King Day: ‘I Come Not to Bring Peace, But a Sword’

Well, I’m posting past midnight, and Martin Luther King Jr.’s birthday is just past. But in doing some reading on the Montgomery bus boycott, I came across a sermon he gave in March 1956. His point of departure was a recent court decision that ordered the University of Alabama to admit black students and the violence that met the first enrollee. King reacted angrily to the university’s decision to ask the student to leave school to restore peace to the campus.

It’s hard to choose an excerpt because the entire text is full of truth and fire. But here’s where he gets to the heart of his subject:

Yes, things are quiet in Tuscaloosa. Yes, there was peace on the campus, but it was peace at a great price: it was peace that had been purchased at the exorbitant price of an inept trustee board succumbing to the whims and caprices of a vicious mob. It was peace that had been purchased at the price of allowing mobocracy to reign supreme over democracy. It was peace that had been purchased at the price of capitulating to the force of darkness. This is the type of peace that all men of goodwill hate.

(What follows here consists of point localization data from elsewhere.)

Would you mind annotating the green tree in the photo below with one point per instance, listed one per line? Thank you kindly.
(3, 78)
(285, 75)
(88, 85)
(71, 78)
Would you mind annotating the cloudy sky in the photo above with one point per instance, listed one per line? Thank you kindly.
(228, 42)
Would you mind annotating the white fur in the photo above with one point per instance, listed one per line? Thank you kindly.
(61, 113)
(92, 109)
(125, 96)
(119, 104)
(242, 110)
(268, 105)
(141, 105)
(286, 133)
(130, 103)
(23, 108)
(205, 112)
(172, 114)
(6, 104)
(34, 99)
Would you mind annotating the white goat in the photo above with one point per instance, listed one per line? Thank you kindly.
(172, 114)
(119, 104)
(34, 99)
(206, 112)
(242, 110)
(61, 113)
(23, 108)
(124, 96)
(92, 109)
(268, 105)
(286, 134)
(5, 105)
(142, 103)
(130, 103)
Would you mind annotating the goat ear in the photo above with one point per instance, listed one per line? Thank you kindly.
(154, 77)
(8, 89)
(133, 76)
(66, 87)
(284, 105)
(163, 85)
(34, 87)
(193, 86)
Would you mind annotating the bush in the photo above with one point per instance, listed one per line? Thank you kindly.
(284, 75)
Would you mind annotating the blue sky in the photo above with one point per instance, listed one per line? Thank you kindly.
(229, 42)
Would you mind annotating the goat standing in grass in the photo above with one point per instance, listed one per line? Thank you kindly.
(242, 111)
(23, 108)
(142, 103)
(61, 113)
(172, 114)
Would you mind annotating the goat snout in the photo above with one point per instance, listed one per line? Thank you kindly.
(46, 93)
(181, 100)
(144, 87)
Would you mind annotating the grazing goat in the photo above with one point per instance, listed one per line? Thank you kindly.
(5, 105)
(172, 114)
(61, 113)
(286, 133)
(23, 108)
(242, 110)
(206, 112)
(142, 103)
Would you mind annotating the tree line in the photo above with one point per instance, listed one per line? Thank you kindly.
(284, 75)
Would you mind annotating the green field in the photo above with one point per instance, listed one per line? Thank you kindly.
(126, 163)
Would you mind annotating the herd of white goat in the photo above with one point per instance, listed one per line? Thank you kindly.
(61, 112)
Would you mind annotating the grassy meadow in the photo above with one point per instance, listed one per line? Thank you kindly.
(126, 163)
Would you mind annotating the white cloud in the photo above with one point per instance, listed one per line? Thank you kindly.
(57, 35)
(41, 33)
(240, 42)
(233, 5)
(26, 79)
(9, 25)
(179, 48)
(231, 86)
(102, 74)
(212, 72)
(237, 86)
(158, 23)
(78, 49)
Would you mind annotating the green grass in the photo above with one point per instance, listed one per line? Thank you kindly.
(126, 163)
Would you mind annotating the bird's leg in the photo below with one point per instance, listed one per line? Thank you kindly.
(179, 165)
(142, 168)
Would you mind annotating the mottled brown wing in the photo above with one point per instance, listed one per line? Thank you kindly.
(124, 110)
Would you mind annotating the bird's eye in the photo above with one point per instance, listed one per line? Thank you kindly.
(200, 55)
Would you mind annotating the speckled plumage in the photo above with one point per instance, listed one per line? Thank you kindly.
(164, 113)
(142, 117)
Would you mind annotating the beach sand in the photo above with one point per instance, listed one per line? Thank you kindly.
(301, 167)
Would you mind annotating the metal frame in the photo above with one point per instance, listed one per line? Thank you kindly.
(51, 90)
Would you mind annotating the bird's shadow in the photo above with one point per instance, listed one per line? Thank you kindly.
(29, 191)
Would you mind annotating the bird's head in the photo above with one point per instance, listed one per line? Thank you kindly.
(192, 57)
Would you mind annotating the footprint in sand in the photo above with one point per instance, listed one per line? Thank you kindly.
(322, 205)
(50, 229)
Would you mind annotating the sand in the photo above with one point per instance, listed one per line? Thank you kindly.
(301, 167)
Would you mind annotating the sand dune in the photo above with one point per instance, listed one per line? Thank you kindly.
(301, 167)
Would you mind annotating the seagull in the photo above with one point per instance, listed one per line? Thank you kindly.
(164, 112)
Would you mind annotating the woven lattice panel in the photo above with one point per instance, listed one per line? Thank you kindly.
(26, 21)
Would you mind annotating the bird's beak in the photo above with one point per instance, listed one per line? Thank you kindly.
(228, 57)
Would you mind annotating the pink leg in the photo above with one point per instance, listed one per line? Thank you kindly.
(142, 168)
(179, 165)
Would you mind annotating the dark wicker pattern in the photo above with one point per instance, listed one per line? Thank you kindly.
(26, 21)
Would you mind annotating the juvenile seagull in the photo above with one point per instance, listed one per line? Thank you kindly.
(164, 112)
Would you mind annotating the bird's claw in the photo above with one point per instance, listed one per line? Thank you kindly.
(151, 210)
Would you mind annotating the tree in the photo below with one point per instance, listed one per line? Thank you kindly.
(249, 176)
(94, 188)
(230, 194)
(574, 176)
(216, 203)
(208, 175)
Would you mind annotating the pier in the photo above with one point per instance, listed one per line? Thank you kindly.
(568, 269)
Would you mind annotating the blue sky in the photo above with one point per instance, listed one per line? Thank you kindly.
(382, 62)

It is the type of peace that is obnoxious. It is the type of peace that stinks in the nostrils of the Almighty God. …

In a very profound passage which has been often misunderstood, Jesus utters this: He says, “Think not that I am come to bring peace. I come not to bring peace, but a sword.”

Certainly, He is not saying that He comes not to bring peace in the higher sense. What He is saying is: “I come not to bring this peace of escapism, this peace that fails to confront the real issues of life, the peace that makes for stagnant complacency.”

Then He says, “I come to bring a sword” — not a physical sword. Whenever I come, a conflict is precipitated between the old and the new, between justice and injustice, between the forces of light and the forces of darkness. I come to declare war over injustice. I come to declare war on evil. Peace is not merely the absence of some negative force–war, tension, confusion, but it is the presence of some positive force–justice, goodwill, the power of the kingdom of God.

I had a long talk with a man the other day about this bus situation. He discussed the peace being destroyed in the community, the destroying of good race relations. I agree that it is more tension now. But peace is not merely the absence of this tension, but the presence of justice. And even if we didn’t have this tension, we still wouldn’t have positive peace. Yes, it is true that if the Negro accepts his place, accepts exploitation and injustice, there will be peace. But it would be a peace boiled down to stagnant complacency, deadening passivity, and if peace means this, I don’t want peace.

If peace means accepting second-class citizenship, I don’t want it.
If peace means keeping my mouth shut in the midst of injustice and evil, I don’t want it.
If peace means being complacently adjusted to a deadening status quo, I don’t want peace.
If peace means a willingness to be exploited economically, dominated politically, humiliated and segregated, I don’t want peace.

So in a passive, non-violent manner, we must revolt against this peace.